A Peace That Manufactured Crisis
The interwar period (1919-1939) opens with the Treaty of Versailles, signed 28 June 1919. Article 231, the "War Guilt Clause," assigned Germany sole responsibility for the war and became the legal foundation for reparations fixed by the London Schedule of Payments (April 1921) at 132 billion gold marks. John Maynard Keynes, in The Economic Consequences of the Peace (1919), predicted that a Carthaginian peace would destabilise Europe.
The new diplomatic architecture rested on the League of Nations, founded under the Covenant (Part I of the Versailles Treaty), which entered force 10 January 1920. The League was crippled from birth: the United States Senate rejected ratification on 19 March 1920, citing Article 10's collective-security obligations, so Woodrow Wilson's own creation excluded its most powerful sponsor.
Hyperinflation and the Search for Stability
When Germany defaulted, France and Belgium occupied the Ruhr in January 1923. The resulting passive resistance and money-printing produced the German hyperinflation of 1923, when the mark collapsed to roughly 4.2 trillion to the dollar by November.
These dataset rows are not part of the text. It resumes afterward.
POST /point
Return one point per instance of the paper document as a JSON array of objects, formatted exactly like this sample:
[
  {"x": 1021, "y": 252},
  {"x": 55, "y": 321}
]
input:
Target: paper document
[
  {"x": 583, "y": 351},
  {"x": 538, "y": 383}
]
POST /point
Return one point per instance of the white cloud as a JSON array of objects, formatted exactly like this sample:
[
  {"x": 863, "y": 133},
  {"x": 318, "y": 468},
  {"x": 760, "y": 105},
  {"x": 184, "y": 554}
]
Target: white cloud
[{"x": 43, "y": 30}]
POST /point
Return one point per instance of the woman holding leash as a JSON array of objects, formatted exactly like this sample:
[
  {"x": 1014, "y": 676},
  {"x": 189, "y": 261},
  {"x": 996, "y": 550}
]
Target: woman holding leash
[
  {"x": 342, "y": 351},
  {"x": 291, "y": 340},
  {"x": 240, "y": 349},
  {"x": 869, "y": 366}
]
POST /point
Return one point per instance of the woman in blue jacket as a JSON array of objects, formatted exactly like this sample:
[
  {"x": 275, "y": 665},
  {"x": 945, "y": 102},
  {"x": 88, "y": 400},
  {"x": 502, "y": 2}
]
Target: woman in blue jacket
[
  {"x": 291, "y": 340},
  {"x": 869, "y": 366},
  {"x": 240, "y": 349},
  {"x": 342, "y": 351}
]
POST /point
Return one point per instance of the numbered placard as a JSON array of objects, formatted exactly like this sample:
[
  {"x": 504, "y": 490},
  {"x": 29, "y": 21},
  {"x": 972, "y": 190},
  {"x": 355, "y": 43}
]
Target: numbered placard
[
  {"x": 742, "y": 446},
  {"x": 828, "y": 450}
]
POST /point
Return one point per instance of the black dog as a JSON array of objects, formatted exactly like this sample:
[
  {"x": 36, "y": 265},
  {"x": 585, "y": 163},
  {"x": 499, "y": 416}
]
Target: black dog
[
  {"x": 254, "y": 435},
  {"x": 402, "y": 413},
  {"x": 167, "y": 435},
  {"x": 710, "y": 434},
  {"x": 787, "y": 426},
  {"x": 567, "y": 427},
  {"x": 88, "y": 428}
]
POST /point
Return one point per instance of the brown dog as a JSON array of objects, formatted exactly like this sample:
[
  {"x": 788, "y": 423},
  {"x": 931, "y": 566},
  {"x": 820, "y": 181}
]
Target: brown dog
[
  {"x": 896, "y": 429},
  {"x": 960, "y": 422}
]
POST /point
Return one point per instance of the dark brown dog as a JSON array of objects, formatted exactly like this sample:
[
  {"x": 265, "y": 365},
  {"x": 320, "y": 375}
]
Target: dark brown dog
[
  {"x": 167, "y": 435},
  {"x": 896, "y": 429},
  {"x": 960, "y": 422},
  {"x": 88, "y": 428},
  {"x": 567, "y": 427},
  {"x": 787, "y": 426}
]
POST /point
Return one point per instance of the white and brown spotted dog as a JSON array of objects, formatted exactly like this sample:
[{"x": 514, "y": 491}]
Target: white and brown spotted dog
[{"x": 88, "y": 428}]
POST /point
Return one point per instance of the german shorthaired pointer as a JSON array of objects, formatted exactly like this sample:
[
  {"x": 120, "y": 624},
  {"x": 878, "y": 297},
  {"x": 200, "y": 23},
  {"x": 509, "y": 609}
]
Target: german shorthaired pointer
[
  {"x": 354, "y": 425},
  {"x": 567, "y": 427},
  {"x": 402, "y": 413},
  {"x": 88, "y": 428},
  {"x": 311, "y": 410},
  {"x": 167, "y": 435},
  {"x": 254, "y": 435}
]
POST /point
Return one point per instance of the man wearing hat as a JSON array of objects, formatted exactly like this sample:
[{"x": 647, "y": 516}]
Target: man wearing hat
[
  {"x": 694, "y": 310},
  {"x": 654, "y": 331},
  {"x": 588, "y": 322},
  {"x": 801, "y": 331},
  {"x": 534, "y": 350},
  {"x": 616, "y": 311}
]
The Dawes Plan (1924) restructured payments and channelled American loans into Germany; the Young Plan (1929) reduced the total and set a 1988 horizon.
A brief stabilisation followed. The Locarno Treaties (October 1925) guaranteed Germany's western borders and admitted it to the League in 1926. The Kellogg-Briand Pact (27 August 1928) renounced war as an instrument of national policy. This "spirit of Locarno" rested entirely on continued American capital inflows.
The Great Depression
The Wall Street Crash of October 1929 (Black Thursday, 24 October; Black Tuesday, 29 October) severed that flow. American banks recalled short-term loans; world trade contracted by roughly two-thirds between 1929 and 1933. The United States deepened the spiral with the Smoot-Hawley Tariff Act (June 1930), triggering retaliatory protectionism. In Germany, unemployment exceeded six million by early 1932. The Creditanstalt collapse in Austria (May 1931) detonated a European banking crisis and drove Britain off the gold standard in September 1931.
Responses diverged sharply. Franklin D. Roosevelt's New Deal, launched after his March 1933 inauguration, deployed agencies such as the Civilian Conservation Corps and the Works Progress Administration, alongside the Glass-Steagall Act (1933) and the Social Security Act (1935). The gold standard's deflationary logic was abandoned. By contrast, democracies that clung to orthodox austerity left a political vacuum that authoritarian movements rushed to fill. The Depression is the economic hinge of the interwar story: it converted the grievances of Versailles into mass constituencies for dictatorship.